Welt-Anschauung und -Kontemplation

  • Guardini weist darauf hin, dass der dem Begriff Weltanschauung zugrunde gelegte Begriff Anschauung synynom mit Kontemplation und infolgedessen auch mit Betrachtung sei. Daher ist im Italienischen für Anschauung auch contemplazione und auch im Englischen contemplation zu verwenden. Weltanschauung wäre daher am ehesten mit contemplazione del mondo bzw. contemplation of the world zu übersetzen. Dem scheint die heutige Verwendung von Kontemplation für meditative Gebetspraxis entgegenzustehen. Bei Guardini ist Kontemplation aber eine Erkenntnisweise, keine Gestaltungsweise. Er stimmt darin begrifflich mit der auch noch bei Hannah Arendt zu findenden Polarität von contemplatio und actio überein. Diese Polarität geht nämlich auch bei Guardini nicht parallel zur benediktinischen Lebensgestaltung nach dem Motto Ora et labora parallel, die eine Polarität im Bereich der Gestaltung, nämlich der religiösen und beruflichen Praxis ist. Außerdem ist zu beachten, dass Guardini zwei "Flügel" (Typen) der Welt-Kontemplation kennt, von denen die Welt-Anschauung der mentale, geistige Typ ist, die Welt-Schau (Vision) der sensuale, sinnliche Typ. Um diese nur im Deutschen mögliche Unterscheidung Guardinis deutlich zu machen, wäre es sinnvoll bei der Übersetzung von "Anschauung" mit "contemplation"/"contemplazione" ein "mental(e)" davor zu setzen.

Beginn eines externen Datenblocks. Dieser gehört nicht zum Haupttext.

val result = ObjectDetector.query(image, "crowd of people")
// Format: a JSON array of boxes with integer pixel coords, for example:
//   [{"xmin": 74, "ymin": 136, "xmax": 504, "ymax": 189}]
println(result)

Wesen, Geist, Sinn und Seele

  • Guardini verwendet die Begriffe Wesen, Geist und Sinn weitgehend synonym (zunächst bis zu Klages Gegenüberstellung von Geist und Seele auch noch Seele). Wesen steht dabei als zum Sein gehörig in einer komplementären Ergänzung zum Dasein. Da die Polarität von der lateinischen Lehnwörter Essenz (Essentialismus) und Existenz (Existentialismus) im deutschen philosophischen Diskurs anders als Wesen und Dasein eine extremere Gegenüberstellung erfahren haben als dies bei Guardini für Wesen und Dasein der Fall ist, verbietet sich somit im doppelten Sinne Wesen im Italienischen mit essenza und im Englischen mit essence zu übersetzen, ebenso wie Dasein mit esistenza und im Englischen mit existence. Ansonsten kommt es bei der Rückübersetzung zu Konfusionen, zumal Guardini auch im Deutschen die Lehnwörter Existenz und Essenz einige Male eigenständig gebraucht. Daher empfehle ich sowohl im Italienischen wie im Englischen die Klammerübersetzung essere bzw. being (Wesen) und essere bzw. being (Dasein); auch um deutlich zu machen, dass im Begriffsfeld von Sein die deutsche Sprache mehr Ausdrucksmöglichkeiten hat als das Italienische und erst recht als das Englische. Insofern ist Guardinis synyome Verwendung der Formeln Vom Geist der Liturgie, Vom Sinn der Kirche und Vom Wesen des Kunstwerks mit der weitgehenden Synonymität von spirito, senso und essere bzw. spirit, sense und being zu übertragen.
  • Das Englische meaning für Guardinis Begriff Sinn zu verwenden ist aufgrund dessen Nähe zum deutschen Meinung nicht sinnvoll. Daher ist der Begriff Sinn im Englischen grundsätzlich mit sense zu übersetzen. Die englischen Begriffe "opinion", "meaning", "signification", "sense" haben also eine "Färbung" als die korrelierenden Begriffe einer ausgesprochenen "Meinung" zu etwas, einer zugeschriebenen "Meinung" über etwas, der "Bedeutung" und dem "Sinn" eines Gegenstandes.

Schwermut

  • Die deutschen Begriffe Schwermut bzw. Schwermütigkeit wurden schon zu Lebzeiten Guardinis in einigen Sprachen mangels Alternativen mit Melancholie gleichgesetzt. Für Guardini ist Melancholie eine Gemütsart im Sinne von Temperament (ähnlich wie für alle klassischen Temperamente sowie für Gemütsarten wie optimistisch-pessimistisch oder aktiv-passiv), Schwermut hingegen ein Gemütszustand auch im Sinne von Geisteshaltung - im Unterschied dann zum polaren Gegensatz des Leichtmuts und in Antivalenz zu Leichtfertigkeit. Daher ist es nicht verständlich, wenn auch in Sprachen - wie zum Beispiel im Holländischen - wo eine wörtliche Übersetzung möglich wäre, auch auf Melancholie ausgewichen wird.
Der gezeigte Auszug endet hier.